Is this the sort of uplifting book Susan had in mind? Perhaps not quite, although it is inspiring in its way. Is it laugh-out-loud funny? No – to be honest, I’m still looking for another one of those. (Please do put any suggestions below.) Is it worth reading? Absolutely.

Memoirs of a Polar Bear (Etüden im Schnee) by Yoko Tawada, translated from the German by Susan Bernofsky (Portobello Books, 2016)

Wishing everyone a very happy 2019. Thanks so much for your support and interest in my reading adventures. Check back soon for some exciting news!

11 responses

  1. Hello, I’m from Calcutta, India and new to your blog and project. I love your project….it’s very inspiring, and making me want to be a bibliophile again (life comes in the way of reading sometimes, but I’m hoping to get past that in 2019, it’s my New Year Resolution!). I’ll give Memoirs of a Polar Bear a read if I get my hands on it. Right now, I’m reading Beneath A Scarlet Sky by Mark Sullivan.

    Since I’m a bengali, I recommend you a timeless Bengali Book “Aranyak” by Bibhutibhusan Bandhopadhyay. It’s readily available in English translation and film adaptations have been made here in India revolving that book, it’s really good. Hope you give it a try!

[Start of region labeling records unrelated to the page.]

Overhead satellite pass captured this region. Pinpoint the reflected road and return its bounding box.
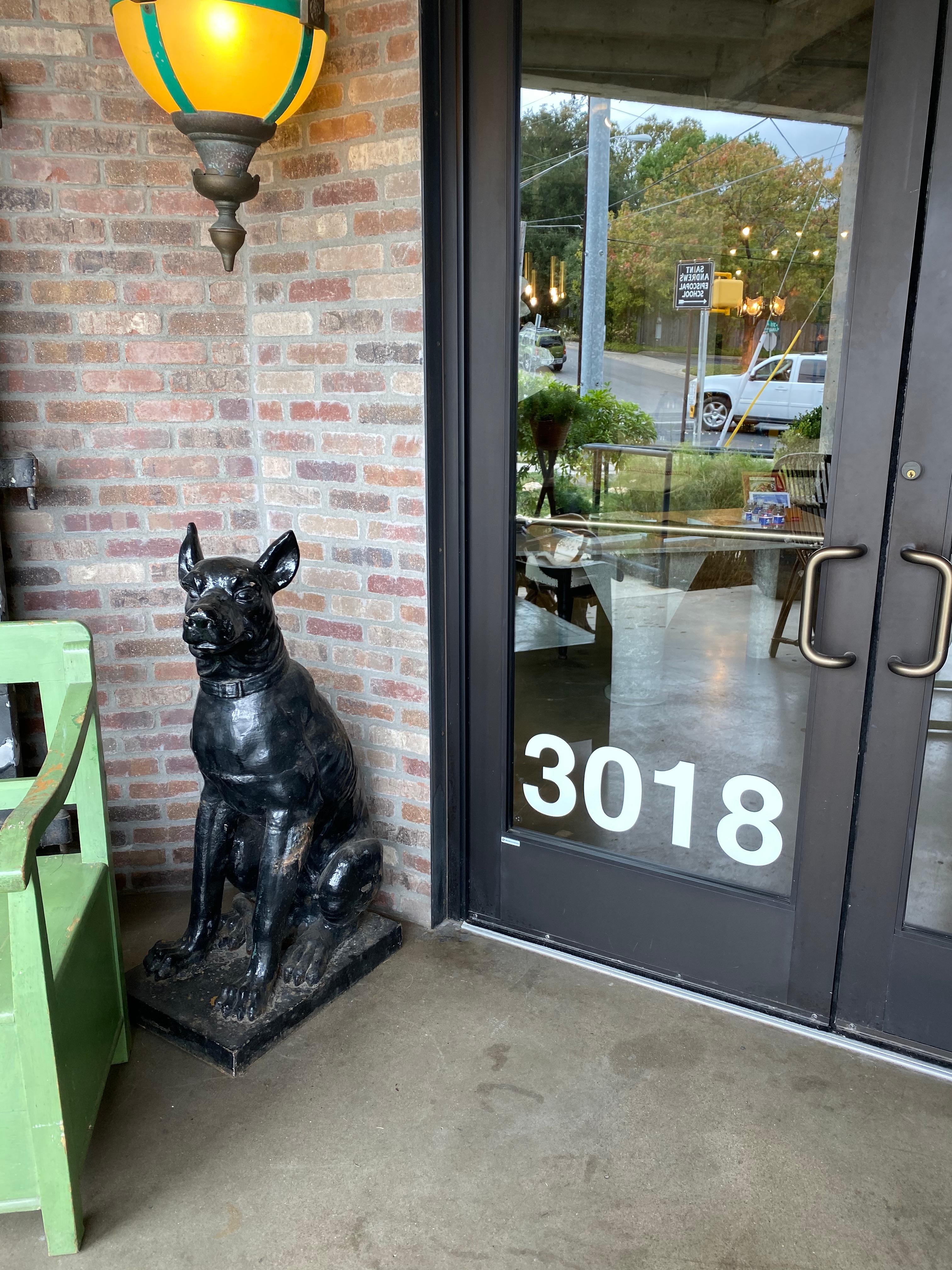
[556,342,773,455]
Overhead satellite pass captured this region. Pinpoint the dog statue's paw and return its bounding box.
[218,895,255,952]
[282,918,357,988]
[214,955,277,1022]
[142,934,207,979]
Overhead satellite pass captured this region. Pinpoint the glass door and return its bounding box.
[836,7,952,1058]
[465,0,938,1022]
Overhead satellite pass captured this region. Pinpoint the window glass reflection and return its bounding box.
[512,0,872,894]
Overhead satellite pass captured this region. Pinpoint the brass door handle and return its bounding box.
[797,546,866,671]
[886,547,952,679]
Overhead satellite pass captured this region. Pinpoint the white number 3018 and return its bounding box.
[523,731,783,866]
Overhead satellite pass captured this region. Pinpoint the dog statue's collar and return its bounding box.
[199,651,289,699]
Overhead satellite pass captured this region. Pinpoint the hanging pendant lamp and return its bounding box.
[110,0,327,273]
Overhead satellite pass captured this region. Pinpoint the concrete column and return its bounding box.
[820,128,863,455]
[580,96,612,392]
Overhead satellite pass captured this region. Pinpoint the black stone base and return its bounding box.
[126,913,402,1076]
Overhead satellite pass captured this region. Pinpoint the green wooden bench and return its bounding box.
[0,622,129,1254]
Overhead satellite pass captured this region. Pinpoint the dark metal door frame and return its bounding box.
[422,0,941,1026]
[836,0,952,1059]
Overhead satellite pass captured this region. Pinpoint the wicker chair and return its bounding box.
[770,453,830,657]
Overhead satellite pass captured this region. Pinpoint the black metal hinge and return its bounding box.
[0,453,38,512]
[301,0,327,31]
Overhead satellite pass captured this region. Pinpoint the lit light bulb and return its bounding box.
[208,4,239,43]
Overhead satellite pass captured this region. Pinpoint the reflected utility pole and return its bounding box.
[579,96,612,392]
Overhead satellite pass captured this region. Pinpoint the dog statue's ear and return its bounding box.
[256,529,301,591]
[179,521,204,586]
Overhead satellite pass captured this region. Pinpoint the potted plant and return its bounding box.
[519,384,586,453]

  2. Hi there! I have received your emails for a few months, but have not yet introduced myself. My name is Melanie and I live in Kentucky, USA. I was introduced to your project last spring by Guillermo Yuscaran of Honduras. I was working on a similar goal, though on a much smaller scale, when I reached out to Guillermo.

    Thank you for allowing me to be a part of your journey, and please know that your blog is included in my New Year’s resolutions.

  3. You are so right on the topic of humour being confined to specific language & country. What may be hysterically funny in one country will baffle others, and so forth. But the Polar bear novel sounds intriguing! interesting concept. You continue to be the most intrepid reader in the Blogoversary, so far as I can see. I wonder where you will adventure this coming year?

  4. Thanks for the suggestions–will try Memoirs of a Polar Bear and some of the others you’ve mentioned here. It is hard to translate humour–think of Monty Python in another language. I’ve just read Written in Black by Brunei writer K.H. Lim. It’s not laugh-out-loud funny but has its moments. It is also heartbreaking. What did having me laughing out loud was Paul Beatty’s The Sellout (an American writer, so not sure how that works for your list).

    Love this blog!

  5. Happy New Year! I thought of you today as I listened to Weekend Edition on NPR. There was a delightful interview with the Chinese author of THE DAY THE SUN DIED, Yan Lianke. Scott Simon mentioned that the translated book and Lianke have been lauded in literary circles. Have you heard of or read the book? It sounds dark, but the interview showed the author’s humorous side. Here is the link to the interview–

    [I am on WordPress, but stopped blogging several years ago.]

    • Thanks Suzanne. I haven’t read this novel but I have read Lenin’s Kisses by Yan Lianke. In fact it was one of my books of the month a few years back. A really interesting writer!